İki asır sonra, 1988’de antropolog Grant McCracken bu sarmal tüketim olayına Diderot Etkisi adını verdi. Bu durumun farkında olmanın iki yararı olabilir. Birincisi, şahsi veya profesyonel hayatınızda aşırı tüketimden kaçınmak (önce yeni cep telefonu, sonra bir espresso makinası, sonra yeni araba derken ipin ucu kaçtı mı?). İkincisi, ürünlerinizi pazarlarken tüketicilerin Diderot Etkisi’nin neresinde olduklarını dikkate almak. Mesela, tekstil sektöründe olabilirsiniz, ancak belli kalite/ fiyat/ imaj seviyesinde cep telefonu veya otomobil kullananları hedefleyebilirsiniz.
ÜÇ: İLETİŞİM VE ÇEHOV’UN TÜFEĞİ. 1860 ile 1904 arasında yaşamış Rus yazar Anton Çehov önemli bir oyun ve kısa öykü yazarı. “Hikâye ile alakalı olmayan her şeyi kaldırın. Eğer ilk bölümde ‘duvarda bir tüfek asılı’ diyorsanız ikinci veya üçüncü bölümde o silah patlamalıdır.

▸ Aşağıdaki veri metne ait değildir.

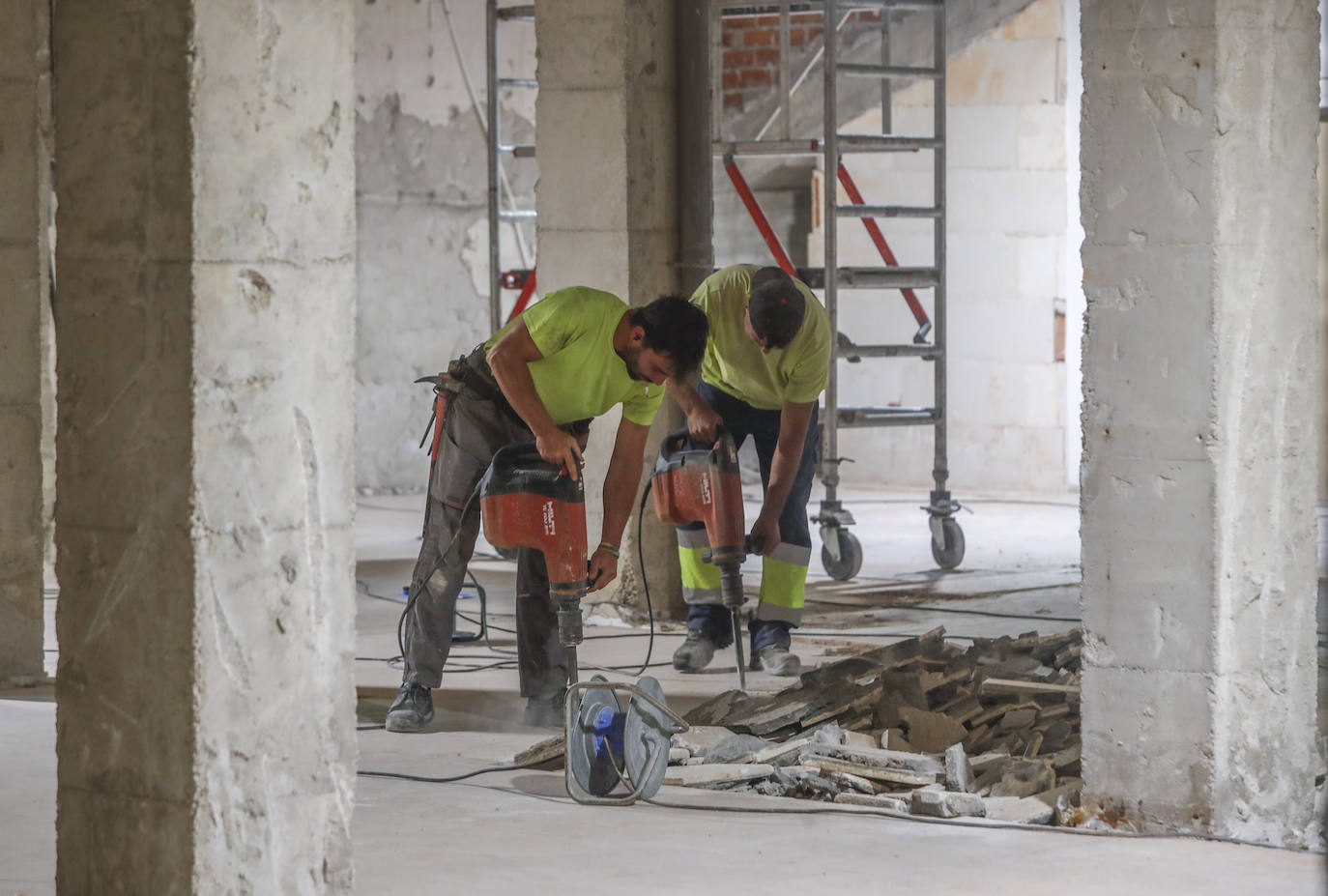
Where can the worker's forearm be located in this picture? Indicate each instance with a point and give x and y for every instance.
(784, 470)
(518, 387)
(619, 491)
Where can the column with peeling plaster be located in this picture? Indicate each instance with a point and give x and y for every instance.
(24, 190)
(206, 256)
(1200, 443)
(607, 207)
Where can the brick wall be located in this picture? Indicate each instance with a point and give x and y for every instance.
(752, 50)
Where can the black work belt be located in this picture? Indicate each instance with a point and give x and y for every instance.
(473, 373)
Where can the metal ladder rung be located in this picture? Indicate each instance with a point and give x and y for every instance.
(888, 277)
(767, 148)
(865, 71)
(881, 142)
(854, 352)
(517, 14)
(887, 212)
(890, 4)
(861, 417)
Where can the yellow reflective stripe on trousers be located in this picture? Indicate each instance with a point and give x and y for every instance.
(784, 584)
(700, 580)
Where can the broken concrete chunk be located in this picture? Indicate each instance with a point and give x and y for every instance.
(1018, 720)
(737, 747)
(852, 782)
(714, 772)
(943, 803)
(1025, 778)
(983, 762)
(931, 732)
(880, 800)
(882, 758)
(959, 772)
(700, 739)
(888, 775)
(719, 708)
(1067, 760)
(859, 739)
(1019, 810)
(893, 738)
(1028, 688)
(777, 751)
(829, 733)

Eğer ateşlenmeyecekse o silah orada asılı olmamalıdır” diye anlattığı yaklaşımını çok beğenirim.
Anlatmak istediğiniz konunun özüne dair olmayan uzun bilgiler vermek, hele de algı süresinin iyice kısaldığı günümüzde, mesajınızın kaybolmasına yol açacaktır. Üstelik, uzun, dağınık ve tumturaklı ifadeler konuyu sizin de tam anlamadığınıza veya tembellik yaptığınıza işarettir. Zira yalın iletişim, emek harcamayı gerektirir. Büyük yazar Mark Twain’in ‘‘Kusura bakma, kısa yazacak vaktim yoktu, o yüzden sana uzun bir mektup yolluyorum’ dediği mesele, tam da bu.
Bu haftaki yazımızı Küçük Prens’in yazarı Antoine de Saint-Exupéry’nin basitin güzelliğini anlatan sözleriyle tamamlayalım: “Mükemmelliğe, eklenecek bir şey kalmadığında değil, çıkarılacak bir şey bulunamadığında ulaşılır.”